The intent behind the Government’s Residential Zoned Land Tax, which came into effect in 2022, is on the face of it reasonable enough. The tax is essentially designed to deter so-called “land hoarding” in areas that have been zoned for residential construction in towns and cities across the country, the theory being that some property speculators will buy such land, sit on it, and wait for it to increase in value. Perhaps they would never build homes on it, in a time of a housing crisis.
The policy, then, is designed to punish those who would do that. It is targeted directly at such speculators, by making them pay an annual tax of 3% of the market value of the lands on which they are sitting. In other words, if you are a wealthy person who has bought lands to the value of €5m, and is refusing to build on them, then you’re on the hook for €150,000 per year every year until you get off your backside and start building houses.
The problem, put simply, is that the law appears to have been written in a way that a lot of people who are not speculators at all are getting caught up in it. For one example, universities:
On Monday, Dublin City University (DCU) represented by Joe Jeffers SC, obtained permission from Ms Justice Niamh Hyland to challenge the board’s decision to include two sites, one at Griffith Avenue, Glasnevin in Dublin 9 and the other at Albert College Park, close to DCU’s campus at Glasnevin.
Counsel said it is DCU’s case that the lands in question are exempt from the RZLT as the sites are to be used for educational purposes.
This is the obvious problem with the law: It was designed and conceived by politicians as a way to punish those who are not using land productively. But it’s actually targeting many bodies who are using their land productively, just not for housing. In the case of DCU, that means they’re essentially set to be forced to pay enormous taxes for providing the very service the state mandates them to provide: Education.
Another presumably unintended victim of the law are the religious orders, some of whom have been in their properties for over a century. CitizenGo is currently running a petition on their behalf, pointing out that:
Imagine that an order of nuns moved onto a plot of land in the early 20th Century, which was, at that time, well outside the confines of any city or town centre. Fastforward to 2023, and the city or town has grown up around the monastery, and now they are liable for a huge annual tax bill.
Of course, property developers may have that kind of money to spare. However, religious orders – who don’t run a money-making business – don’t have that kind of money to spare.
Nevertheless, in what appears to be a case of heavy-handed government overreach, An Bord Pleanála just rejected an appeal to be exempted from the RZLT by an enclosed order of nuns.
The last point here is key: The law passed by the Oireachtas is now being interpreted by An Bord Pleanála to mean something that it’s highly unlikely the Oireachtas intended to be the effect of its legislation. This is a common problem in all democracies: Laws, unless very tightly written, get interpreted and expanded by courts and other administrative bodies to end up meaning things that the people who wrote the laws didn’t really intend in the first place. The UK’s 1967 abortion act, for example, is a good example of that: As written, it included the requirement for two doctors to sign off on the medical necessity of a termination. This was later interpreted by the UK courts to include mental anguish, and now that requirement – intended to be restrictive – is a formality. The public might be okay with that, in the UK, but it was not what the legislators of 1967 intended.
In this case, too, it appears that An Board Pleanála is going further than politicians intended. Did they really intend to impose a massive tax bill on DCU for providing educational services? Did they really intend to tax religious orders off their land? It’s highly unlikely, in my view, given that the tax was explicitly sold to the public as a measure targeted at property speculators – not nuns or college lecturers.
There will, naturally, be a section of the population that regards the expansion of the law’s meaning as a good thing.
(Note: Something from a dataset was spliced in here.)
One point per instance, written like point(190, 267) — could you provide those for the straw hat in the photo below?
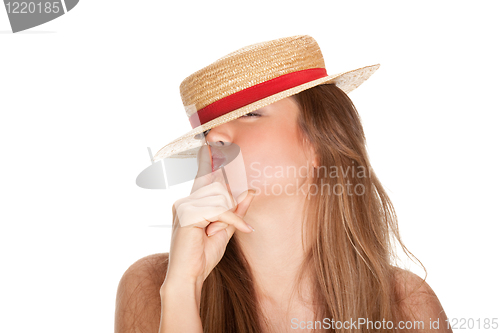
point(249, 79)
This is why laws tend to get expanded like this – because somebody wants them to, or in this case because a section of the population might see screwing the religious orders, for example, as an added benefit. But even so, if this is what the Government intended it should say so. And if it is not what the Government intended, it should bring An Board Pleanála to heel. CitizenGo has a petition on the matter at the link above. Both their petition, and DCU’s legal challenge, are worthy of support.